From what you have said your wife is in the wrong. If she should ever come to repentance (which in God's mercy she yet may), I don't believe you could take her back (Deuteronomy 24). But what she should do at that point is a more difficult issue.
I am not sure I am understanding your question or what you are driving at however, so if this post seems wide of the mark that may be why.


----------



## Scott Shahan (Apr 3, 2006)

Deuteronomy 24 and if she goes and becomes another man's wife, 3 and the latter man hates her and writes her a certificate of divorce and puts it in her hand and sends her out of his house, or if the latter man dies, who took her to be his wife, 4 then her former husband, who sent her away, may not take her again to be his wife, after she has been defiled, for that is an abomination before the Lord. And you shall not bring sin upon the land that the Lord your God is giving you for an inheritance. 

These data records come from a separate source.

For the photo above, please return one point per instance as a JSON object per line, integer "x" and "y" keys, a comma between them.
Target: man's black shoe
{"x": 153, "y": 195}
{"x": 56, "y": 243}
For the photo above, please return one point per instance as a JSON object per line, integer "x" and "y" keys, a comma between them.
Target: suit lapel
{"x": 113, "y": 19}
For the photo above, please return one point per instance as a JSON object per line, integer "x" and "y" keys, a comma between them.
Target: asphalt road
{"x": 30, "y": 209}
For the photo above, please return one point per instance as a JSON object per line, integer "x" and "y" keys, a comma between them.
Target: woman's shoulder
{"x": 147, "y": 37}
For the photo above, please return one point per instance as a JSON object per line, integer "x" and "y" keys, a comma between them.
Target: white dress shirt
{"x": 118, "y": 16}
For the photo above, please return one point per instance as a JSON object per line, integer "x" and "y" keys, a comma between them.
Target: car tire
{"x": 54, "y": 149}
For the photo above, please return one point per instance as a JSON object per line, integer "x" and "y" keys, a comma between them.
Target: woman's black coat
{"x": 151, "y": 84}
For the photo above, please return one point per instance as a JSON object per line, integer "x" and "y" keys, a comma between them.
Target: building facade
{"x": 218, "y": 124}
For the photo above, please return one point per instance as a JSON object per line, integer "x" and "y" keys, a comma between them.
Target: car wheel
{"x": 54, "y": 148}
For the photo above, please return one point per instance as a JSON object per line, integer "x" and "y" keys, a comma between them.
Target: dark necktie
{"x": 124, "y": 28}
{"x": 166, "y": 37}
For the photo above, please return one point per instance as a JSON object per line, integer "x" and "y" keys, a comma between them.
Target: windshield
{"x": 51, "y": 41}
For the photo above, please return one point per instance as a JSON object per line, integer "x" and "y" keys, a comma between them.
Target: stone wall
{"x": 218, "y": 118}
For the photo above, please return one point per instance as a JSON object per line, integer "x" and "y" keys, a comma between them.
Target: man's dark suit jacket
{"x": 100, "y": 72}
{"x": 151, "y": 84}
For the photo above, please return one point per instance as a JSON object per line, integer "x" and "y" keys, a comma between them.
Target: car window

Can the Lord decree that His revealed will would not be done here?


----------



## py3ak (Apr 3, 2006)

What do you mean by decree? If you mean have some people disobeyed God in this way, thus demonstrating that it was all part of God's sovereign plan, yes. If you mean approve of, no.


----------



## Scott Shahan (Apr 4, 2006)

I mean your first statement, some willingly disobey God and in so demonstrate that it was all part of God's sovereign plan. So God can say one thing and will another.


----------



## py3ak (Apr 4, 2006)

God can _command_ one thing and decree another, yes. The alternative is that every sinful act is outside of God's control.


----------